Waynesville has spent $7 million over the past four years building a new fire station, police station and town offices — projects that have come under fire by some challengers for the town board.
Opponents point to the architecture — the brick towers on the fire house, the wood timber frames over the police department entrance — and question how much they added to the price tag.
“I think it is a little extravagant,” said Hugh Phillips, who is running for mayor.
“They may be just a bit more than we really needed,” said candidate Sam Edwards, calling the buildings too fancy. “It certainly helped prettify things, but I don’t know if that was what we should be doing right now.”
But the incumbents say the attractive building design added little to the cost and was worth it.
“I am proud of those things, and if they want to rag on me for that, guilty as charged,” said Waynesville Mayor Gavin Brown.
Mary Ann Enloe, a challenger in the race, lauded the buildings and doesn’t consider them extravagant.
“I think the designs are beautiful,” Enloe said. “Why didn’t we make the justice center look like that?”

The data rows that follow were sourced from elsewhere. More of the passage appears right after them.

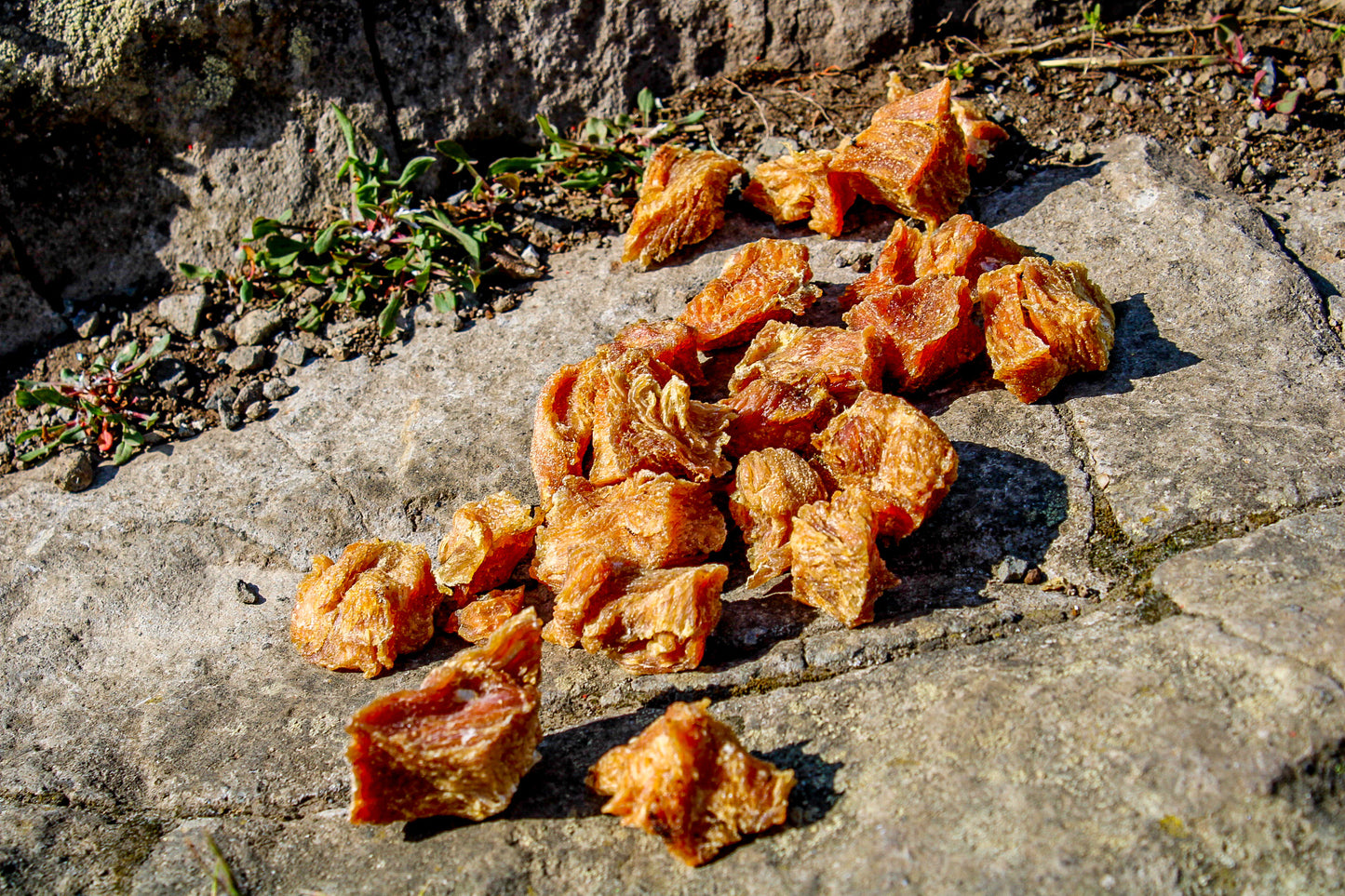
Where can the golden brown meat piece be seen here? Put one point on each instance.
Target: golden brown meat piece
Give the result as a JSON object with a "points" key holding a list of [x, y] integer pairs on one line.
{"points": [[479, 619], [800, 186], [848, 361], [643, 424], [460, 742], [688, 779], [966, 247], [374, 603], [680, 202], [644, 522], [925, 328], [777, 415], [884, 446], [834, 549], [765, 280], [1044, 320], [486, 542], [656, 621], [770, 488], [910, 157]]}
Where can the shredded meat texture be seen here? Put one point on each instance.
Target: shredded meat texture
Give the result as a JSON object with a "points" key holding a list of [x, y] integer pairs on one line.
{"points": [[688, 779], [846, 361], [884, 446], [782, 415], [910, 157], [480, 618], [1044, 320], [800, 186], [644, 522], [486, 542], [653, 622], [680, 202], [374, 603], [765, 280], [770, 488], [837, 567], [641, 424], [925, 328], [460, 742]]}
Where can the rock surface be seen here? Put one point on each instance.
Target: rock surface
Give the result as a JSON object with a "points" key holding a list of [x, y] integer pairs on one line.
{"points": [[979, 736]]}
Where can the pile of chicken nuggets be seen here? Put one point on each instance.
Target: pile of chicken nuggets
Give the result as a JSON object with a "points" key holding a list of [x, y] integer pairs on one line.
{"points": [[812, 451]]}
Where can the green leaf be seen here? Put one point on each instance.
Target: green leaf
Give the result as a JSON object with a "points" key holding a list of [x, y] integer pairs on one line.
{"points": [[196, 272], [387, 316], [347, 130], [413, 169]]}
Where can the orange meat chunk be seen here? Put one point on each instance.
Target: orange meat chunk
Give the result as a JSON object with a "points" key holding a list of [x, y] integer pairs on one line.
{"points": [[460, 742], [643, 424], [910, 157], [925, 328], [486, 542], [479, 619], [765, 280], [680, 202], [644, 522], [1044, 320], [798, 186], [656, 621], [770, 488], [837, 567], [688, 779], [374, 603], [884, 446]]}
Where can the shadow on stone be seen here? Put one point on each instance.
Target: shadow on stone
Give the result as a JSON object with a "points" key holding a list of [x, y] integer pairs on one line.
{"points": [[1141, 353]]}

Alderman Gary Caldwell said the town actually scaled back some elements of the building design.
“It could have been far more fancy than what it is now,” Caldwell said.
The new police department on Main Street also houses the town planning office where developers and entrepreneurs come for their building permits and business licenses. It was important for it to look nice, Brown said.
“You are trying to create atmosphere when they come in to town they are impressed, that they are in a progressive arena, a place where people are doing things,” Brown said.
Criticism of the town building projects has originated from a political action committee called the Waynesville-Haywood Concerned Citizens. A web site by the group cites the “ostentatious” police department and “extravagant” fire station.
The web site questions a few others town spending priorities as well, but one of the chief examples is inaccurate. It blasts the town for spending money on fancy downtown art. However, no town tax dollars went for the public art pieces. They were funded entirely with private donations.